И опять оказалось, что хорошие дела заразительны: как показали расследования «Нового времени», после известия об одиннадцатом анонимном подарке почти всем опрошенным организациям взаимопомощи поступило сверх обыкновения много спонсорских взносов, причем более высоких, чем поступали раньше. И лавина накатившейся на меня почты, которую Ангелина, спасибо ей за это, обезвредила, взяв на себя добрую ее половину, в немалой степени состояла из запросов, как помочь семье Новотны в частности и детям-аутистам в целом, а также детям, осиротевшим в результате несчастных случаев, больным-инсультникам, бедным художникам и так далее, и куда адресовать пожертвования.
* * *
Даже я стал в некоторой степени другим человеком, потому что вот уже несколько дней вставал не позднее десяти, ну самое большее в половине одиннадцатого и лишь в исключительных случаях имел при этом тяжелую голову.
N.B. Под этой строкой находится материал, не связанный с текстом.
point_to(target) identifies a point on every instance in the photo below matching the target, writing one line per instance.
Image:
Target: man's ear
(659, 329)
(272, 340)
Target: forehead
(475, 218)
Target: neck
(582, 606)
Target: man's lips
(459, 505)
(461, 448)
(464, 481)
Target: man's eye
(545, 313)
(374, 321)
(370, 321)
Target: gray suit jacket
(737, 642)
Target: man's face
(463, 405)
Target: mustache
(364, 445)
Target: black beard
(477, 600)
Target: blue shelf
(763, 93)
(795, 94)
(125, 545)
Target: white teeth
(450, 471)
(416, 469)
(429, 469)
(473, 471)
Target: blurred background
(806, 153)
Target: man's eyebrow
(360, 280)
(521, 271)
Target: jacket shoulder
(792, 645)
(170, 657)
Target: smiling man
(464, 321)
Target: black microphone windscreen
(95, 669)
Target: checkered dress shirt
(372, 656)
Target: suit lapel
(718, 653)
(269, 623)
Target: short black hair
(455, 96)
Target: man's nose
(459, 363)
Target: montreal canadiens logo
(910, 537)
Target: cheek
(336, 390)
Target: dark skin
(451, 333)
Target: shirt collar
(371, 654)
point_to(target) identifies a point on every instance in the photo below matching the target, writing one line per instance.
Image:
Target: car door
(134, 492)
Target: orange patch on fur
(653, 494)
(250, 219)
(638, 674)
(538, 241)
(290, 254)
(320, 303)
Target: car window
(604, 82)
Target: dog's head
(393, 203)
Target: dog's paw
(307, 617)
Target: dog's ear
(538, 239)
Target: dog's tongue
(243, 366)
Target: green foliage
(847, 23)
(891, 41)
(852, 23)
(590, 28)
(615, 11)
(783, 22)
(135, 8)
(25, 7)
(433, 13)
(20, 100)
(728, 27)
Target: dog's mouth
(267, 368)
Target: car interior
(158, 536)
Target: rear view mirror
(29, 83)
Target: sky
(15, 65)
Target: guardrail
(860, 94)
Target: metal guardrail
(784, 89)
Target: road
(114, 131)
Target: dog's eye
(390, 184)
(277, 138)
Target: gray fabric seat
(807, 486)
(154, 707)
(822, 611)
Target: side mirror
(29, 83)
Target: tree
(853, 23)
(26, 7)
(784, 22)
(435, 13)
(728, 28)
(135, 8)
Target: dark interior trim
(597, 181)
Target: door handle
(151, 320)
Кстати: в среду, после долгой абстиненции я снова встретился в баре Золтана с моими приятелями. Позади у нас с Мануэлем осталась напряженная – по моим представлениям – работа: мы подготовили два разворота, которые должны были выйти в свет в ближайшие дни. Разумеется, я был в соответственно веселом настроении.
– Смотрите, кто пришел, наш герой оказал нам честь, почтив личным присутствием, – приветствовал меня Хорст, держатель тотализатора.